Rachat de SFR : malgré une ultime frayeur, Orange, Bouygues Telecom et Free finissent par tomber d’accord avec Altice

# Rachat de SFR : malgré une ultime frayeur, Orange, Bouygues Telecom et Free finissent par tomber d'accord avec Altice Le consortium composé d'Orange, Bouygues
# Rachat de SFR : malgré une ultime frayeur, Orange, Bouygues Telecom et Free finissent par tomber d'accord avec Altice
Le consortium composé d'Orange, Bouygues Telecom et Iliad (Free) a signé samedi soir le protocole d'accord visant au rachat de SFR auprès d'Altice France, mettant fin à des semaines de négociations tendues. Selon des informations rapportées par *Le Figaro*, cet accord inédit à l'échelle européenne prévoit la répartition en trois des actifs du quatrième opérateur français, une opération d'une complexité rarement atteinte dans le secteur des télécommunications.
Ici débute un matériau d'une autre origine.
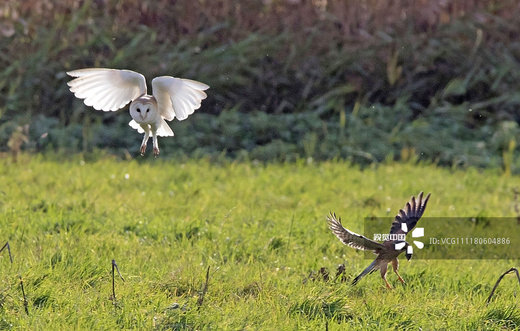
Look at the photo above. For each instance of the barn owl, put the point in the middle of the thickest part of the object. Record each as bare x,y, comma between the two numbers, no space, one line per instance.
111,89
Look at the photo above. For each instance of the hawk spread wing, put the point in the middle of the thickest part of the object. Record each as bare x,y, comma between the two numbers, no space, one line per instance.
410,214
350,238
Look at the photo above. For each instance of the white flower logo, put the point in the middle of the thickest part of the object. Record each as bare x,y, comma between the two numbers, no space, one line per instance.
416,233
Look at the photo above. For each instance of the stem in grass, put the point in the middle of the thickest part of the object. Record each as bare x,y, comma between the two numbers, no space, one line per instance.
204,290
8,250
25,303
500,279
114,267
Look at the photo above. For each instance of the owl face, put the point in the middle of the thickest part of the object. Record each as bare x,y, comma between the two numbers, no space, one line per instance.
144,109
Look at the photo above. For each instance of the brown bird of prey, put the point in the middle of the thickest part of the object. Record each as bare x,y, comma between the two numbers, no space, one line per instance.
389,250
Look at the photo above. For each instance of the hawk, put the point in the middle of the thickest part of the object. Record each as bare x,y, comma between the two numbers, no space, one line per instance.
389,250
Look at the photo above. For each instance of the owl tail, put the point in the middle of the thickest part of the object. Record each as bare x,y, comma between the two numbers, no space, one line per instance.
164,129
368,270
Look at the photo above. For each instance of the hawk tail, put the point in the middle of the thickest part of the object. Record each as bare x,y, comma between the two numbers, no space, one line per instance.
368,270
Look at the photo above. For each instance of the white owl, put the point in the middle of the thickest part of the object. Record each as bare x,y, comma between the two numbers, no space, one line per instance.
111,89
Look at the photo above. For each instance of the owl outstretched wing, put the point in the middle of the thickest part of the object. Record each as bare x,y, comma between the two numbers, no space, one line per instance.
410,215
107,89
350,238
177,97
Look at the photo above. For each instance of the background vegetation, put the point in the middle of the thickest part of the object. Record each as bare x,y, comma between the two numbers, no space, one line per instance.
360,80
260,228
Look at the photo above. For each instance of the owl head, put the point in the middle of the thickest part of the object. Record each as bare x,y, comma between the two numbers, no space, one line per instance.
144,109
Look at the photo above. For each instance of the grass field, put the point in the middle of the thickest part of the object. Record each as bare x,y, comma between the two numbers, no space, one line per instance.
259,228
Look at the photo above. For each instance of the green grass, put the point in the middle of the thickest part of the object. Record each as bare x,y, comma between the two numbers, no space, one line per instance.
260,228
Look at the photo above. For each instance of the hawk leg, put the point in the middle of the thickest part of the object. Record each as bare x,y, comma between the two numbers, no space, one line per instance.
395,265
383,275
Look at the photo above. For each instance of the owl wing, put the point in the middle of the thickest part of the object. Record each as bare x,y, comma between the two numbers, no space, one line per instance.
107,89
177,97
350,238
410,215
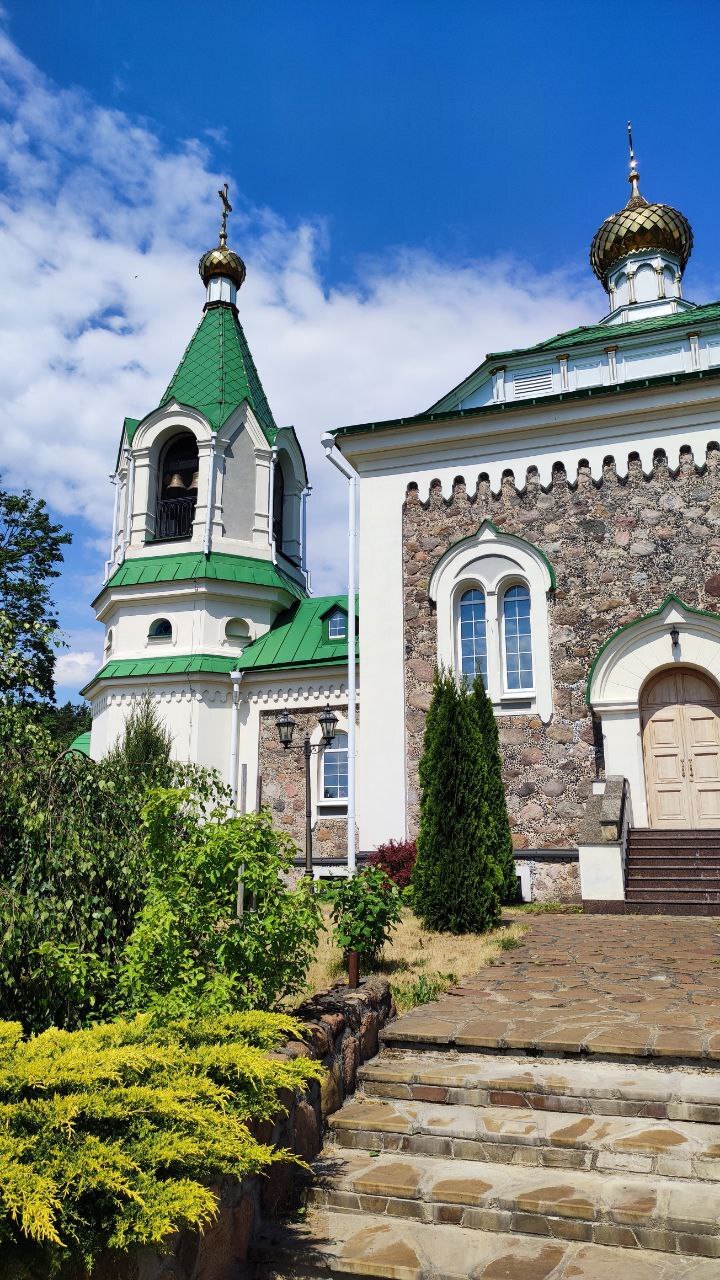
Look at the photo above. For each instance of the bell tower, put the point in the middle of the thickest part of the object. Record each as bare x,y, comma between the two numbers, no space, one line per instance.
208,530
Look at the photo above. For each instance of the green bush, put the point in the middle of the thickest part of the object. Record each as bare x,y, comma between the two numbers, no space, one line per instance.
458,882
367,909
73,872
110,1136
188,946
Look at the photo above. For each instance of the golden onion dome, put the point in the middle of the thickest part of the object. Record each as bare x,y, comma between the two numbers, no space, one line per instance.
222,261
639,225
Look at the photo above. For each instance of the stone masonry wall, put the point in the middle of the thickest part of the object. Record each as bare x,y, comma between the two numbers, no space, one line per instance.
283,785
619,547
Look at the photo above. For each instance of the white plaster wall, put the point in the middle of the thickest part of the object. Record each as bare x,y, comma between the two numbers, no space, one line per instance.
381,763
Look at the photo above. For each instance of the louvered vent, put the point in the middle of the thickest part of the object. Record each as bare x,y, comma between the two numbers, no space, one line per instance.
533,382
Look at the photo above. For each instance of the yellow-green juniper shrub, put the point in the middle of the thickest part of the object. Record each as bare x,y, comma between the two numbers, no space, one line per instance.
110,1137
## Des négociations prolongées sous haute tension
Les discussions exclusives, ouvertes le 17 avril dernier, avaient initialement été fixées au 5 juin pour aboutir. Toutefois, un premier report avait déjà eu lieu il y a plusieurs semaines, signalant les difficultés rencontrées par les parties prenantes pour s'accorder sur les modalités du rachat. Alors que la date butoir approchait, un coup de théâtre est survenu : peu après 22 heures ce vendredi, Orange, Bouygues Telecom et Free ont publié un communiqué conjoint annonçant se donner « un délai de 48 heures pour finaliser » l'accord. Selon une source proche des négociations citée par *Le Figaro*, « on a failli envoyer un communiqué disant qu'on arrêtait les négociations et qu'on mettait fin au deal ». Cette ultime frayeur illustre la fragilité des discussions dans un contexte où chaque partie devait défendre ses intérêts stratégiques tout en parvenant à un compromis viable.
## Un protocole d'accord historique pour le secteur
La signature du protocole d'accord samedi soir représente une étape décisive dans la vente de SFR, dont la finalisation est désormais « plus que jamais sur les rails », selon les termes employés par *Le Figaro*. Le fait de répartir en trois les actifs d'un opérateur de la taille de SFR constitue une première en Europe, soulignant l'ampleur et la singularité de cette opération. Chaque acquéreur devrait se voir attribuer une partie des infrastructures, des fréquences et des abonnés de l'opérateur au carré rouge, permettant ainsi de remodeler en profondeur le paysage des télécommunications français. Orange, Bouygues Telecom et Free pourraient ainsi renforcer leurs positions respectives sur un marché historiquement dominé par quatre acteurs majeurs, une configuration qui avait souvent été critiquée pour son manque de rentabilité.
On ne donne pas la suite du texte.